Drastically different profile when using --add_viruses?

Hello,

I’m trying to profile some metatranscriptomic stool samples with MetaphlAn 3.0 and getting some strange results. If I run metaphlan3 with default settings, I get a profile that is 100% k__Bacteria. However, when I use the --add_viruses option I get a profile that is 99.9% Virus (Cucumber green mottle mosaic virus, to be specific) and 0.1% Bacteria. If I run Kraken + Bracken on this sample, it only reports 0.7% of reads belonging to this virus, which seems a lot more realistic for stool. BLASTX-ing the sample against this virus is also not resulting in a lot of convincing hits.

I’ve made sure to filter out adapters and low complexity regions (bbduk), and I’m also filtering out human DNA, RNA, and 16S rRNA with kneaddata. Is there something else that could be causing this huge discrepancy between the two methods?

Thank you for your time.

1 Like

Hi Stephen,
I’d not advise to use MetaPhlAn for estimating the relative abundance of viruses.
The report of 99% of viruses present is due to the estimation of the relative abundance and not the absolute one, therefore if one clade dominates all the others you’ll see very small abundances of them.

Have you tried to look at the results using the --unknown_estimation parameter?

Could you please expand on why the add_viruses flag would cause the above issue? It’s not likely that read counts matching a viral biomarker would outnumber bacterial biomarkers in a stool sample, so I’m not sure how viral relative abundance would be larger than that of bacteria.

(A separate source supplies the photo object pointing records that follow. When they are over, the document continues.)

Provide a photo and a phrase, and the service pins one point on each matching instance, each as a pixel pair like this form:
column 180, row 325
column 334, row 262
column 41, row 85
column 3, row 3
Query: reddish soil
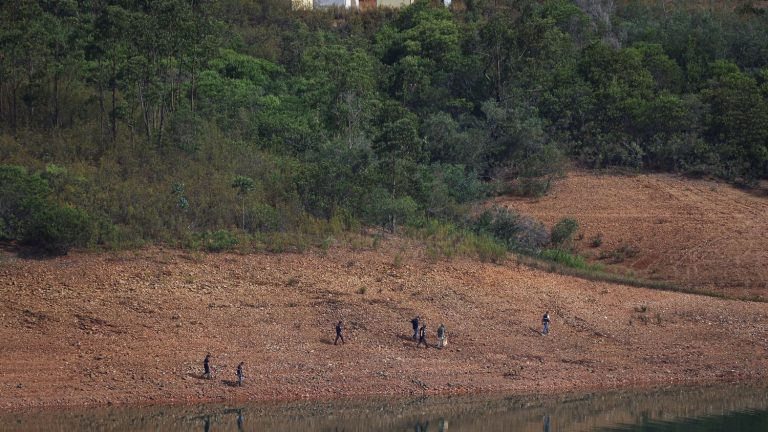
column 133, row 327
column 700, row 234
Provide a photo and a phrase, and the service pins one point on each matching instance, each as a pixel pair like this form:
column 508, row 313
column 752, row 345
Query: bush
column 489, row 250
column 567, row 259
column 29, row 214
column 216, row 241
column 54, row 229
column 619, row 254
column 517, row 232
column 563, row 231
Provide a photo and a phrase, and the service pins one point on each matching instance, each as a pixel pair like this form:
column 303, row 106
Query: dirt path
column 133, row 327
column 700, row 234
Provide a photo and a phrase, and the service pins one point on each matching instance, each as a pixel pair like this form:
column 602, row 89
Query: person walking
column 207, row 366
column 240, row 374
column 415, row 324
column 423, row 336
column 442, row 338
column 339, row 329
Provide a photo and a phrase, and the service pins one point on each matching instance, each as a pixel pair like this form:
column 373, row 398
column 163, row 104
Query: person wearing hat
column 415, row 324
column 339, row 328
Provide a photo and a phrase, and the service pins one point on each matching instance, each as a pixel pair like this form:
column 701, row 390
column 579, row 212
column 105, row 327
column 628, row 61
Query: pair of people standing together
column 207, row 370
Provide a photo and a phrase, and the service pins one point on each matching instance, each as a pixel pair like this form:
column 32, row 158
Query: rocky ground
column 699, row 234
column 133, row 327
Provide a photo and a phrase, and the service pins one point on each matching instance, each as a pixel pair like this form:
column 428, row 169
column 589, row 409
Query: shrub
column 218, row 241
column 29, row 214
column 489, row 250
column 517, row 232
column 55, row 229
column 619, row 254
column 563, row 231
column 568, row 259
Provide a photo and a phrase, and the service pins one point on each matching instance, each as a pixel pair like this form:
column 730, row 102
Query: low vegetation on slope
column 700, row 234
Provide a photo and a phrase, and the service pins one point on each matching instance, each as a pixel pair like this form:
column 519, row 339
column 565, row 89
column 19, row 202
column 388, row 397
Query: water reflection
column 661, row 410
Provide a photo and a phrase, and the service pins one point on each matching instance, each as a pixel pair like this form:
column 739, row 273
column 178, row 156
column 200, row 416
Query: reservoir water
column 737, row 409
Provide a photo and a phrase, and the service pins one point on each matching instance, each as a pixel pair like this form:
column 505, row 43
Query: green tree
column 243, row 185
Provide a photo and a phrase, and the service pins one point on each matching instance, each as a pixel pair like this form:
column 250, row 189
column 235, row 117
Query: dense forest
column 204, row 122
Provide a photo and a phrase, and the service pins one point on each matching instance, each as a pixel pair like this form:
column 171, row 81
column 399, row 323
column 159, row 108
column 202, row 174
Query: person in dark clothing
column 415, row 324
column 442, row 339
column 240, row 375
column 339, row 328
column 207, row 366
column 423, row 336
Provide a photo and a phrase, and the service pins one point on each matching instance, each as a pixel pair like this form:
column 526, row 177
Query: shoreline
column 131, row 329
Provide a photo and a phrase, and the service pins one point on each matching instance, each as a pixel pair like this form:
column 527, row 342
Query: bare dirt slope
column 134, row 327
column 698, row 233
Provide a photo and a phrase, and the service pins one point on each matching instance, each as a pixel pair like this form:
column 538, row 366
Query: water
column 738, row 409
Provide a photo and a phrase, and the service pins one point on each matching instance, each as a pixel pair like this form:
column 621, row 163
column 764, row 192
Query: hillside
column 697, row 233
column 133, row 327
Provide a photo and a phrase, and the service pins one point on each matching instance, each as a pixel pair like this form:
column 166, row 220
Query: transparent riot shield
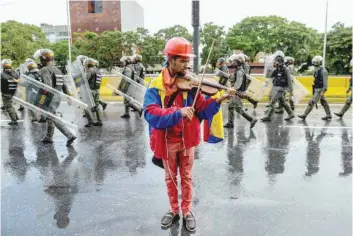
column 299, row 91
column 70, row 84
column 268, row 66
column 49, row 102
column 256, row 89
column 130, row 90
column 79, row 76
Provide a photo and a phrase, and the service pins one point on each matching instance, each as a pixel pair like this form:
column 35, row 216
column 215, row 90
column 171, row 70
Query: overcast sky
column 160, row 14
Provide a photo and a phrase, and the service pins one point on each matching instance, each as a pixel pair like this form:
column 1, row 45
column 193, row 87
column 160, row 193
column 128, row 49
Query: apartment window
column 95, row 6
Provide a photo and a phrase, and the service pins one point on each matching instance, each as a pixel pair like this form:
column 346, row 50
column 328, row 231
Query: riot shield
column 256, row 89
column 299, row 91
column 130, row 90
column 76, row 70
column 70, row 84
column 49, row 102
column 268, row 66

If it’s really not recommended to use the add_viruses flag, I would recommend removing it as an option and not advertise it on the GitHub page. I was very excited when I saw it and have been using it (without the above issue so far) and only found this thread, that’s it’s not a good idea to use it, by chance.

Thanks,
Samantha

1 Like

The markers used for identify viruses are coming from the previous database version, we kept them just to maintain the possibility to identify viruses. The profile of the transcriptome analyzed could have identified few reads mapping against bacterial markers and slightly more reads mapping to the Cucumber green mottle mosaic virus, which its relative abundance could be inflated by the small genome.

We are working on identify markers for bacteriophages in order to include them in a future update of the database, unfortunately the current pipeline was not developed in such way to identify viral makers.